10 PET device 11, 11 ₁ to 11 ₈ radiation detector 12 information processing unit 13 display unit 14 control unit 15 input unit 16 base plate 20, 40, 50 semiconductor detection unit 21 the wiring board 22, 22 ₁ through 22 _n semiconductor detector Element array 22a First semiconductor detection element array 22b Second semiconductor detection element array 23, 23 ₁ to 23 ₆ Semiconductor detection element 24 Semiconductor crystal body 24a Incident surface 24b, 24c Groove 25 First electrode 26 Second electrode 27 Conductive adhesive layer 28a, 28b, 28 _{1 to} 28 _n guard member 29 connector 30 detection circuit 100 position data storage unit

Claims (3)

A plurality of detectors that are disposed on a base around the subject installation area and detect radiation emitted from the subject or radiation that passes through the subject;
A correction unit that corrects position information included in the detection result of the detector using an installation position shift of the detector;
Look containing a regenerating unit for regenerating an image on the basis of the detection result of said corrected by the correction unit,
The regeneration unit is configured to regenerate the image by regenerating data in which the detection results are arranged in pixels.

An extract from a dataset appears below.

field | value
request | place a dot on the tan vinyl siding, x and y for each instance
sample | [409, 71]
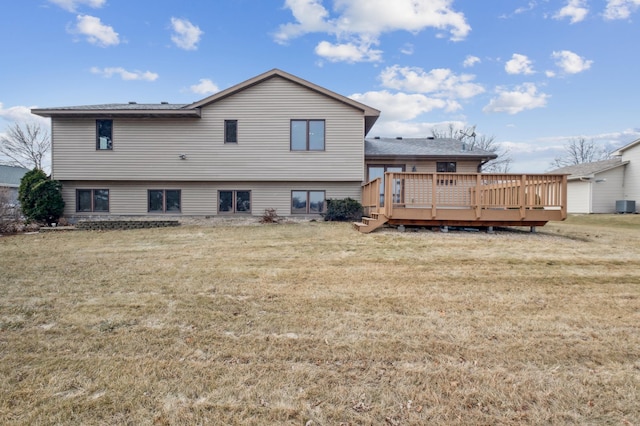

The correction unit is included in the detection result of the detector by dividing the pixel into sub-pixels according to the installation position shift and setting an average value of the values in the sub-pixels as the value in the pixel. A tomography device that corrects position information . The tomography apparatus according to claim 1 , wherein the regeneration unit uses a sinogram as data arranged in a pixel shape. Wherein the correction unit corrects the positional information included in the detection result of the detector using the ratio of the width of the detection elements included in the detector and the installation position shift of the detector, to claim 1 or 2 The tomography apparatus described.